Fans of the Detroit Pistons have been waiting patiently for news about Cade Cunningham, fearing the worst but hoping for the best.
The worst came to fruition yesterday when it was announced that Cade would have season-ending surgery on his shin:
To say this is disappointing would be a vast understatement, as Cade Cunningham is the franchise player and the main reason fans had optimism for this season and beyond.
There was hope that rest would be enough to heal his injury, and Cunningham was recently spotted getting some shots up, which buoyed that hope, but it didn’t last.
Obviously, we all want what is best for Cade and the team long term, but the news that he is officially out means that this will be a lost season for the Detroit Pistons in many ways.
Detroit Pistons: It’s a lost season without Cade Cunningham
The show will still go on and games will still be played, so it’s not like the Detroit Pistons are going to forfeit the rest of their games because their best player is out for the season.
They still have young players like Killian Hayes, Jaden Ivey, Jalen Duren, Isaiah Stewart, Saddiq Bey and Isaiah Livers who need developmental reps and will get plenty of them with Cade out.
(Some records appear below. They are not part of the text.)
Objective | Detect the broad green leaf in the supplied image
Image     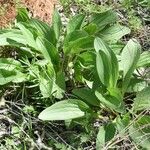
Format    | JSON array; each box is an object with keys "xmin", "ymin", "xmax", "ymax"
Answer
[
  {"xmin": 0, "ymin": 69, "xmax": 26, "ymax": 85},
  {"xmin": 67, "ymin": 36, "xmax": 94, "ymax": 54},
  {"xmin": 100, "ymin": 24, "xmax": 130, "ymax": 43},
  {"xmin": 52, "ymin": 9, "xmax": 62, "ymax": 40},
  {"xmin": 67, "ymin": 14, "xmax": 85, "ymax": 34},
  {"xmin": 30, "ymin": 19, "xmax": 56, "ymax": 45},
  {"xmin": 63, "ymin": 30, "xmax": 88, "ymax": 53},
  {"xmin": 39, "ymin": 99, "xmax": 89, "ymax": 120},
  {"xmin": 36, "ymin": 37, "xmax": 59, "ymax": 69},
  {"xmin": 129, "ymin": 115, "xmax": 150, "ymax": 150},
  {"xmin": 72, "ymin": 88, "xmax": 100, "ymax": 106},
  {"xmin": 17, "ymin": 23, "xmax": 37, "ymax": 49},
  {"xmin": 121, "ymin": 39, "xmax": 141, "ymax": 93},
  {"xmin": 137, "ymin": 51, "xmax": 150, "ymax": 67},
  {"xmin": 133, "ymin": 87, "xmax": 150, "ymax": 111},
  {"xmin": 96, "ymin": 123, "xmax": 116, "ymax": 150},
  {"xmin": 95, "ymin": 91, "xmax": 125, "ymax": 113},
  {"xmin": 0, "ymin": 58, "xmax": 22, "ymax": 71},
  {"xmin": 90, "ymin": 10, "xmax": 117, "ymax": 31}
]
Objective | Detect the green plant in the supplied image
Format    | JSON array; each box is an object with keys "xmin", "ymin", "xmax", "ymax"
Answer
[{"xmin": 0, "ymin": 9, "xmax": 150, "ymax": 149}]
This could actually be better for guys like Hayes, who will get to run the offense and log starter’s minutes for the rest of the season.
But the truth is that these developmental minutes are really a half measure because they aren’t showing us how these parts work with Cade Cunningham, which is pretty much the only thing that matters.
Can Ivey thrive off the ball or should he come off the bench as the primary initiator and scorer? Is Killian Hayes better off in the starting lineup with Cade playing more off the ball? Is Cunningham more suited to be a playmaking wing than a point guard?
How does the pick-and-roll with Cade and Duren look? Can Bojan Bogdanovic help unlock Cade’s talents? Should they trade Bogdanovic or is the fit with Cade too good to pass up? These are all questions that we’ll have to wait on for another year and some of them will never be answered at all.
This was a rebuilding year for the Detroit Pistons with or without Cade Cunningham, but many of us were hoping we’d have a much better idea of the direction the franchise was going in after this season and that the young Pistons would really start to gel and build chemistry by the end of it.
Some of that can still happen, but evaluating this team without Cade is like evaluating a Ferrari without the engine in it.
The young players can and must make the most of their increased opportunity, but this is setback for the development of the team that now has far less data to go by when trying to make decisions next offseason.